When speaking to the entire workforce available to the industry, it is important to consider ways in which your employment tools themselves indicate that only a certain type of candidate is fit for the job: terms like manpower, tradesmen, or journeyman all may have the effect of dissuading some applicants.
Also, consider your degree requirements. For each position, assess whether a degree is truly key or if it's possible to focus on certifications and particular skills to increase the field of candidates. This is not just useful for external candidates—there are people in organizations right now that think they can't make another move because of degree requirements in job listings. Those people might be very willing to get a certification if they knew there was an opportunity for them to advance.
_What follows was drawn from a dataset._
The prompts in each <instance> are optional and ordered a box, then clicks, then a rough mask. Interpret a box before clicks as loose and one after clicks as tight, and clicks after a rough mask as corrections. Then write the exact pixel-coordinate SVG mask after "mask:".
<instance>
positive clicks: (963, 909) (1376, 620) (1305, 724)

Directly communicate with high-potential employees so they know that they have a path, and revise your recruiting language where applicable.
The right marketing materials can also allow diverse people to "see" themselves in construction roles. The industry benefits when construction companies' websites show a diverse workforce. This is probably more powerful than we give it credit for, especially when the diversity reaches all the way to the C-suite, as this allows current and future employees to see that construction is a career in which they can have a future—not just a job. This translates directly into talent attraction and retention.
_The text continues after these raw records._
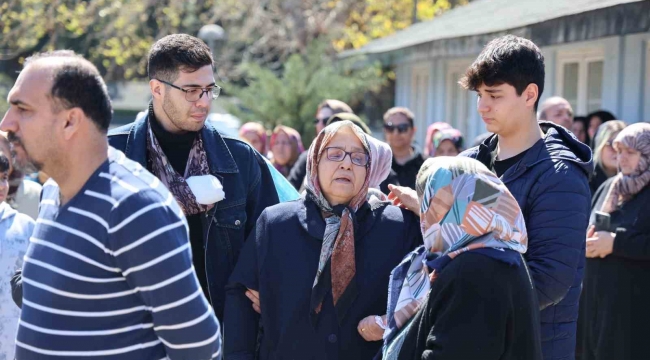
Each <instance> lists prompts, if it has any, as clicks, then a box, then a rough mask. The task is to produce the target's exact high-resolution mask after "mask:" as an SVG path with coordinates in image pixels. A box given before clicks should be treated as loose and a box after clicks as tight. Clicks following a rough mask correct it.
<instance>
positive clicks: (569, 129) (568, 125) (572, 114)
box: [538, 96, 573, 130]
mask: <svg viewBox="0 0 650 360" xmlns="http://www.w3.org/2000/svg"><path fill="white" fill-rule="evenodd" d="M539 108H540V110H539V117H538V118H539V120H546V121H550V122H552V123H554V124H557V125H561V126H564V127H565V128H567V129H569V130H571V125H572V124H573V109H572V108H571V104H569V102H568V101H567V100H566V99H565V98H562V97H559V96H552V97H550V98H548V99H546V100H545V101H544V102H543V103H542V104H541V105H540V107H539Z"/></svg>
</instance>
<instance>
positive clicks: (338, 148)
mask: <svg viewBox="0 0 650 360" xmlns="http://www.w3.org/2000/svg"><path fill="white" fill-rule="evenodd" d="M325 151H326V152H327V159H328V160H330V161H335V162H341V161H343V160H345V157H346V156H348V155H350V161H351V162H352V163H353V164H354V165H357V166H366V165H368V161H369V160H370V158H369V157H368V154H366V153H362V152H347V151H345V150H343V149H341V148H333V147H332V148H325Z"/></svg>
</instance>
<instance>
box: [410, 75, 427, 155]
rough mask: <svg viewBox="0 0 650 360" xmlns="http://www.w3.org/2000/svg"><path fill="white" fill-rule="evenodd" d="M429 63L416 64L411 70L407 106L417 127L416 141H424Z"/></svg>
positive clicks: (426, 123)
mask: <svg viewBox="0 0 650 360" xmlns="http://www.w3.org/2000/svg"><path fill="white" fill-rule="evenodd" d="M429 70H430V66H429V64H422V65H416V66H414V67H413V70H412V73H411V74H412V77H411V94H410V98H411V99H410V102H409V108H410V109H411V111H413V114H414V115H415V124H414V125H415V126H416V127H417V128H418V129H419V130H418V132H417V134H416V141H417V142H419V143H423V142H424V135H422V134H424V133H426V130H425V131H422V130H421V129H426V127H427V124H428V116H429V101H430V100H429Z"/></svg>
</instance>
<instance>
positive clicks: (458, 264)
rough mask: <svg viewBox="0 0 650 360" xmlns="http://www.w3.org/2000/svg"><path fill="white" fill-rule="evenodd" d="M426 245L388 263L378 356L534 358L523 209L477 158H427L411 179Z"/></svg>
mask: <svg viewBox="0 0 650 360" xmlns="http://www.w3.org/2000/svg"><path fill="white" fill-rule="evenodd" d="M416 189H417V196H418V199H419V203H420V208H419V212H420V214H421V215H420V219H421V220H420V221H421V229H422V235H423V238H424V246H421V247H419V248H418V249H416V250H415V251H414V252H412V253H411V254H409V255H407V256H406V258H404V260H403V261H402V263H401V264H400V265H399V266H398V267H396V268H395V270H393V272H392V273H391V280H390V287H389V302H388V313H387V317H386V319H387V320H386V323H385V324H384V326H385V327H386V328H387V330H386V332H385V334H384V339H385V342H386V346H385V347H384V354H383V355H384V357H383V358H384V359H385V360H390V359H408V360H411V359H412V360H416V359H417V360H420V359H423V360H429V359H431V360H433V359H527V360H534V359H541V343H540V330H539V315H538V314H539V311H538V303H537V298H536V295H535V291H534V289H533V283H532V279H531V277H530V274H529V272H528V269H527V266H526V262H525V260H524V258H523V257H522V255H521V254H522V253H524V252H526V249H527V244H528V237H527V233H526V226H525V223H524V217H523V215H522V213H521V210H520V208H519V205H518V204H517V201H516V200H515V198H514V197H513V196H512V195H511V194H510V192H509V191H508V189H507V188H506V186H505V185H504V184H503V183H502V182H501V181H500V180H499V179H498V178H497V177H496V176H495V175H494V174H492V173H491V172H490V171H489V170H488V169H487V168H486V167H485V166H484V165H482V164H481V163H479V162H478V161H476V160H473V159H469V158H457V157H453V158H452V157H437V158H432V159H428V160H427V161H426V162H425V163H424V164H423V166H422V168H421V170H420V172H419V174H418V177H417V182H416Z"/></svg>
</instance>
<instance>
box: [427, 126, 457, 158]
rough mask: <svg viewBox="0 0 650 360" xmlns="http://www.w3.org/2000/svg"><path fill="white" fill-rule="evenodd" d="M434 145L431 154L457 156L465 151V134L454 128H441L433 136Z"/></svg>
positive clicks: (435, 154)
mask: <svg viewBox="0 0 650 360" xmlns="http://www.w3.org/2000/svg"><path fill="white" fill-rule="evenodd" d="M433 146H434V149H435V151H434V153H433V154H432V155H431V156H434V157H435V156H456V155H458V154H460V153H461V152H462V151H463V134H461V132H460V130H457V129H452V128H449V129H444V130H440V131H438V132H437V133H436V134H435V135H434V137H433Z"/></svg>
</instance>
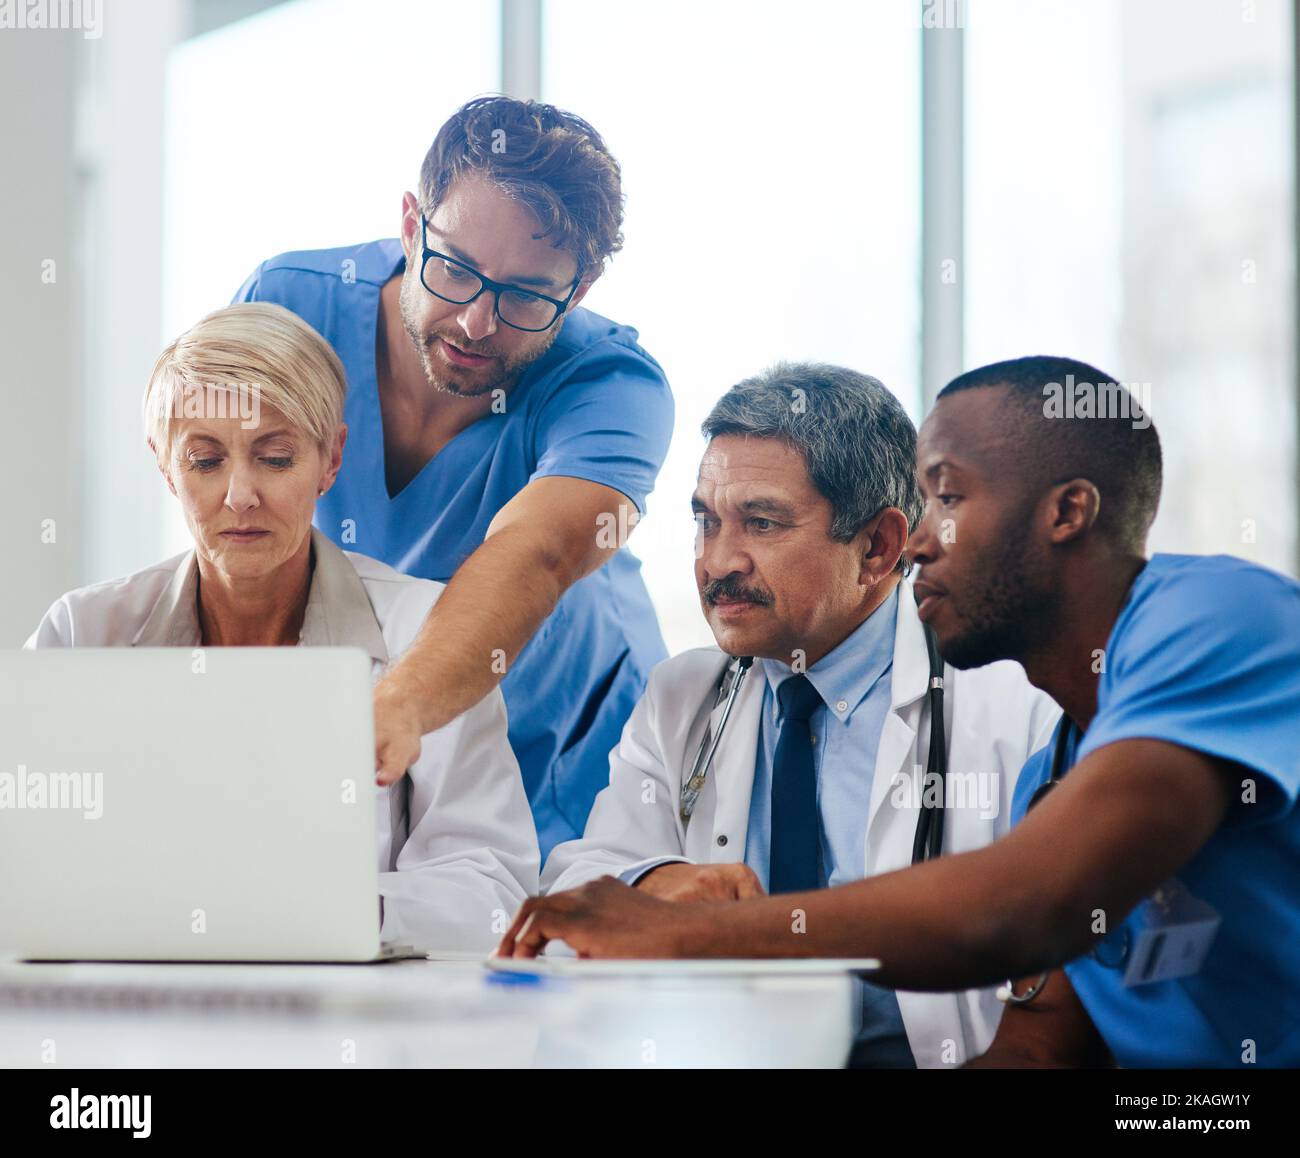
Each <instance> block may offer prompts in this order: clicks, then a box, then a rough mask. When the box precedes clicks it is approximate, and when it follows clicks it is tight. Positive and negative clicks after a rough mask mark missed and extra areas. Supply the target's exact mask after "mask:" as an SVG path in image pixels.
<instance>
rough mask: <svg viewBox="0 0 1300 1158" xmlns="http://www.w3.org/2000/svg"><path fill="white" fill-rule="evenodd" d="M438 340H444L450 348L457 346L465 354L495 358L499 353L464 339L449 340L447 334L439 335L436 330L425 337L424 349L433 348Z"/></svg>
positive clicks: (448, 338)
mask: <svg viewBox="0 0 1300 1158" xmlns="http://www.w3.org/2000/svg"><path fill="white" fill-rule="evenodd" d="M438 338H442V341H443V342H446V343H447V344H448V346H455V347H456V348H458V350H463V351H464V352H465V354H481V355H482V356H485V357H495V356H497V351H495V350H491V348H490V347H487V346H480V344H478V343H477V342H467V341H465V339H464V338H463V337H460V338H448V337H447V335H445V334H439V333H438V331H437V330H434V331H433V333H432V334H429V335H426V337H425V339H424V348H425V350H429V348H432V346H433V343H434V342H435V341H437V339H438Z"/></svg>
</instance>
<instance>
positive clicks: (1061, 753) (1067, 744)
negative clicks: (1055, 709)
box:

Engage with organizations that are working to help develop the skills required and increase the number of workers interested in construction. This may include nonprofits, public sector workforce agencies, labor unions, community and technical colleges, or high schools offering construction apprenticeships and vocational or technical courses. These organizations' very important efforts fall flat in the absence of employer engagement; both entities benefit from this type of partnership.
Once workers are hired, or a need for a new skill is identified, training is the next step. Where will this training come from? The answer is a mix of old and new methods.
Think strategically about the training needs and existing solutions. For example, what skills would be needed for a remote equipment operator? There are already models out there where this type of work takes place. Railroad traffic control is managed in remote dispatching centers. That work used to be done by networks of local operators who controlled traffic along the line in the place where they were assigned. There may be opportunities to leverage those similar models.
It's an interesting loop—the same techs for which we need to upskill the workforce also empower the delivery of training online, via virtual or augmented reality or in a gamified method. Explore the offerings and take full advantage.
Everyone is familiar with the concept of mentoring, but consider something less traditional—reverse mentoring. New hires come with new knowledge; finding ways to leverage and spread that knowledge benefits everyone. When a new hire comes on board, take the time to understand their skills and formalize ways that they can share them.
Even with the challenges involved in hiring and retraining so many workers, there are also many advantages. The loyalty and diversity of thought it may create are valuable, could lead to better retention, and could develop more nimble organizations.
It's incumbent on the construction firms to ensure they hire diversely and well, to provide adequate ongoing training to make teams ready for the projects of tomorrow, and to invest in the workforce as what it truly is: the future of construction.